Но в то же время я чувствую, как мне все-таки мешает мое собственное понятие о добропорядочности.
Все мы прекрасно знаем, что сколько ни объявляй себя вольнодумцем, сколько ни осуждай предубежденья и ошибки света, сколько ни толкуй, что все суета и соблюдение условностей, но едва ли не последнее, от чего можно отмахнуться, — это известные правила добропорядочности.
Хоть и ясно, что большая часть этих правил основана на соображениях довольно сомнительных.
Никогда не говори о важном. Важное часто неприятно. Потому его называют личным и ставят штемпель — секретно.
Говори о пустяках. О погоде.
Не надо откровенностей, ради бога, не надо откровенностей.
Если дьявол — отец лжи, то добропорядочность — ее пречистая матерь. Ибо, конечно, то было непорочное зачатье.
Ну вот… Если б еще все было так просто. Но неожиданно ты натыкаешься на правило, которое выкристаллизовалось на отстоявшемся опыте многих поколений.
Например, мужчина не должен говорить о том, что он пережил наедине с женщиной. Если это было подлинное переживание, конечно.
Но неужели же нет обстоятельств, которые позволяли бы отбросить это правило?
Одно такое обстоятельство — отдаленность во времени.
Наступает день, как настал он для меня, когда приходится признать — с тоскою, с какой щемящей тоскою, — что юность миновала, что она голубеет вдалеке, словно горный хребет, уже расплывшийся в тумане, — и тогда каждому хочется вернуться к затерявшимся горам, и вновь вообразить себя среди них — хотя бы на мгновенье. Хочется удостовериться — да, то был я. Но само расстояние, сама даль превращают многое из того, что было важно, в неважное. Прошли годы — много лет. То, что тогда было тайной, перестало быть тайной. Мечты и устремленья, в которых и самому-то себе ты стыдился признаться, можно открыть каждому. Секреты, тогда оберегаемые, словно драгоценности, время подвергло инфляции. Зато другое, забытое, незамеченное или небрежно отброшенное в сторону, тоже преображено временем и, глядь-ка, вдруг обрело свою ценность — ценность раритета или другую, еще более неотторжимую. Обычные правила скромности тут недействительны, ведь прошло столько лет. Или можно ими пренебречь ради более важного.
По-моему, это именно так в моем случае.
Я ищу, я должен найти.
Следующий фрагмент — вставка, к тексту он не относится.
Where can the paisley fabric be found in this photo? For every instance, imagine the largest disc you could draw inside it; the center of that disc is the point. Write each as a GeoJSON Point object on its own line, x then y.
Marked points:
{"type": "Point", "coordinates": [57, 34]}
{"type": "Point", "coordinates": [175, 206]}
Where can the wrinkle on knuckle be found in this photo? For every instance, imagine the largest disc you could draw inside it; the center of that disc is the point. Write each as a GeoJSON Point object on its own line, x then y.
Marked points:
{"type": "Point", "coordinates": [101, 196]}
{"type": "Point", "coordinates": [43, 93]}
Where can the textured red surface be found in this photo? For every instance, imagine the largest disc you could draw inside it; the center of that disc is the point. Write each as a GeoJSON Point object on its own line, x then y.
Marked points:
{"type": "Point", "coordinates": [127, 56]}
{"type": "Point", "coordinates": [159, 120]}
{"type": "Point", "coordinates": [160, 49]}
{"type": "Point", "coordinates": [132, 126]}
Я нащупываю, я ищу, где ростки того, что вышло впоследствии из меня самого, из других.
В каждом были такие разные побеги. Отчего же одно проросло, а другое заглохло или увяло?..
Я рассказываю о немногих событиях. Но эти события — это я знаю, чувствую — окружены чем-то… воздухом тех лет. Только бы поточнее припомнить, только бы суметь честно рассказать — и этот воздух окружит те события, как жаркий морок над летней скалой, как мутный светлый шар вокруг фонаря в промозглый вечер. И этот воздух вернет частицу необратимо ушедшего, того, что с такой тоской, с такой непереносимой тоской мы вынуждены оставить позади — лихорадку юности, ее бред и радость.
Удалось бы мне это, и я бы сказал: вот… Такой я был. Таким — или совершенно другим — мог бы я стать. Так сложилась моя судьба. Вот так, так и так — по бесчисленному множеству путей — пошла бы она, если бы…
И, угомонившись, примирясь с тем, что из нас вышло, мы черпаем отраду, утешенье (а может, нас неотступно сторожит холодный страх?) в мыслях обо всем том, что должно бы, что могло бы с нами статься. В ту пору нескончаемых возможностей, которую мы называем юностью.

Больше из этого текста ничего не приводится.